Kalbinden, aklından, ruhundan sahibini çıkardığı için, boşluğu doldurması gerekiyordu ki; bunun için elleriyle sahipler, efendiler, eşyalar, şeyler meydana getirip onlarla sakinlemeyi istedi…

Sakinleyemez!
Sakinleyemedi de.

Bir vakit geldi ki;
Onu insan yapan aklına pislik yağdı.
Kalbindeki ışık çıktı / çıkarıldı.
Ruhu dipsiz kuyuların en kesif tenhalığıyla doldu taştı taştı taştı…

Öyledir ya!
Kıymeti bilinmeyince ve sahiplenilmeyince ve istenilmeyince, çıkması, gitmesi istenince ne durur ki yerinde!

Zarara rızasıyla girene merhamet mi edilir?
Hem merhamet ve şefkat talebi, pişmanlık da olmayınca…

Geriye kalan!
Güdüleri…
Akıl ve kalp ve ruh kanalizasyon çukuruna dönüşünce haliyle belli ki zombiye dönüşen yaratık korkularının esiridir.
Yığının parçası, kara delike yuvarlanıp giden çöptür artık.

***

İlk günden, son güne dek böyle oldu olmuştur olacaktır.

Bir de!
Az olanlar vardır…
Onlar!
Varlığını, onu var edene satan armağan eden azınlık bahtiyar, mesut ve said olmuşlardır.

Yaratıcısını mutlak tek otorite kabul eden sözleşmeye ve söze riayet eden zindanda da olsa bahtiyar olmuştur.

O’na saygı tutanın yolu ‘dost dosta gider’ yoludur.

Barışı, esenliği, iyilik ve doğruluğu, orta yolu inatla sürdürenler kaybetmemişlerdir.

‘Ben’den kaçıp kurtulmayı devam ettirenler özgür, hür ve sevgili olmuşlardır.

Yolculuk çoğu zaman yakıcı, üzücü, sarsıcı, acı dolu olsa da, darmadağın da olsa vazgeçmemişlerdir.

Sayısız şeylere köle olmaktan, sefillik ve pislikten arınıp arındırılıp kurtulmuşlardır.

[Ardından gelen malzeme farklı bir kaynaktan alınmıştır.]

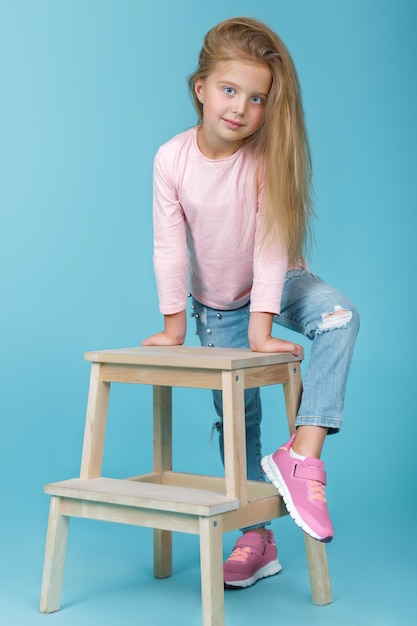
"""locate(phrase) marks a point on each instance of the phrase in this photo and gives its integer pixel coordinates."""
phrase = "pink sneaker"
(301, 484)
(252, 558)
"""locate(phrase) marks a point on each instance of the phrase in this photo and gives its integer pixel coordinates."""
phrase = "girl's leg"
(229, 329)
(330, 320)
(254, 555)
(327, 317)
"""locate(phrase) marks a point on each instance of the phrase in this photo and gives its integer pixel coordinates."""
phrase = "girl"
(232, 206)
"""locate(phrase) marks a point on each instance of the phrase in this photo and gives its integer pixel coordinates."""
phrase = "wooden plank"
(121, 514)
(143, 495)
(190, 357)
(168, 376)
(256, 489)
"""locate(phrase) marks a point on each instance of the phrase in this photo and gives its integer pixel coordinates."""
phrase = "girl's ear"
(199, 89)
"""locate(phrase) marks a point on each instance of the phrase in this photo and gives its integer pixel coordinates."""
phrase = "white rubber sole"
(274, 475)
(270, 569)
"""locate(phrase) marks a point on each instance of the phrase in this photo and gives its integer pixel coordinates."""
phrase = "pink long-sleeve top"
(207, 218)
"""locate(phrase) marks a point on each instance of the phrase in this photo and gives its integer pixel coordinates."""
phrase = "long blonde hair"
(281, 139)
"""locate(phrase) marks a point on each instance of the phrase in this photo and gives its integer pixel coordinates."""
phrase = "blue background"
(89, 90)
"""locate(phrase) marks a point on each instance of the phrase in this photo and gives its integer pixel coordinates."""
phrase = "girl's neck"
(215, 151)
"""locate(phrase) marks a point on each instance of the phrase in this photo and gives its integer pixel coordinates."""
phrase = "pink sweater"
(206, 231)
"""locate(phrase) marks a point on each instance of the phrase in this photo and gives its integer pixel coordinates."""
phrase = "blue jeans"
(307, 306)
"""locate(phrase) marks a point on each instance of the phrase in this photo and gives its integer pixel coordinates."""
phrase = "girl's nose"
(238, 108)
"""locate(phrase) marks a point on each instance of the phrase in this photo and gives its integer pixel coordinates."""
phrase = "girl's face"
(233, 99)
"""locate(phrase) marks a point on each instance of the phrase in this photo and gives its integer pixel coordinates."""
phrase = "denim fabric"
(306, 307)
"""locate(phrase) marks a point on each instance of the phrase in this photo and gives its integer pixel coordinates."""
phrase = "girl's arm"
(261, 340)
(173, 334)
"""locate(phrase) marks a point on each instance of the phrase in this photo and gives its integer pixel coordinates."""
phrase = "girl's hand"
(261, 340)
(175, 326)
(272, 344)
(161, 339)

Çöp olmaktan, yığının parçası olup kara delike yuvarlanıp kaybedenlerden olmaktan hâlastırlar.

Zombi gibi yaşamaktan, insan olarak yaşamayı tercih etmişlerdir.

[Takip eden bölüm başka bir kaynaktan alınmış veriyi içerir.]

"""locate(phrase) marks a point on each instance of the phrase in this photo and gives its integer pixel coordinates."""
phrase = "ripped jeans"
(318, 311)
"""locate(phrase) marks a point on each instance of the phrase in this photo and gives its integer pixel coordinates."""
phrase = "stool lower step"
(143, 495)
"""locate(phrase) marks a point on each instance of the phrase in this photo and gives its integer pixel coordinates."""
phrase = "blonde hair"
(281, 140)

Değerli, şerefli, izzetli ve devam eden dünya seyahatinde sonrası yolculukta barış onları kuşatmıştır.

Üzülmeyeceklerdir.
Kaybetmeyeceklerdir.
Kazanacaklardır.
Teşekkür edeceklerdir.
Mutlu olacaklardır.

İla ahir…

Yorum Yap
YORUM KURALLARI: Risale Haber yayın politikasına uymayan;
Küfür, hakaret, rencide edici cümleler veya imalar, inançlara saldırı içeren, imla kuralları ile yazılmamış,
Türkçe karakter kullanılmayan ve BÜYÜK HARFLERLE yazılmış yorumlar
Adınız kısmına uygun olmayan ve saçma rumuzlar onaylanmamaktadır.
Anlayışınız için teşekkür ederiz.
Yorumlar (2)
Yükleniyor ...
Yükleme hatalı.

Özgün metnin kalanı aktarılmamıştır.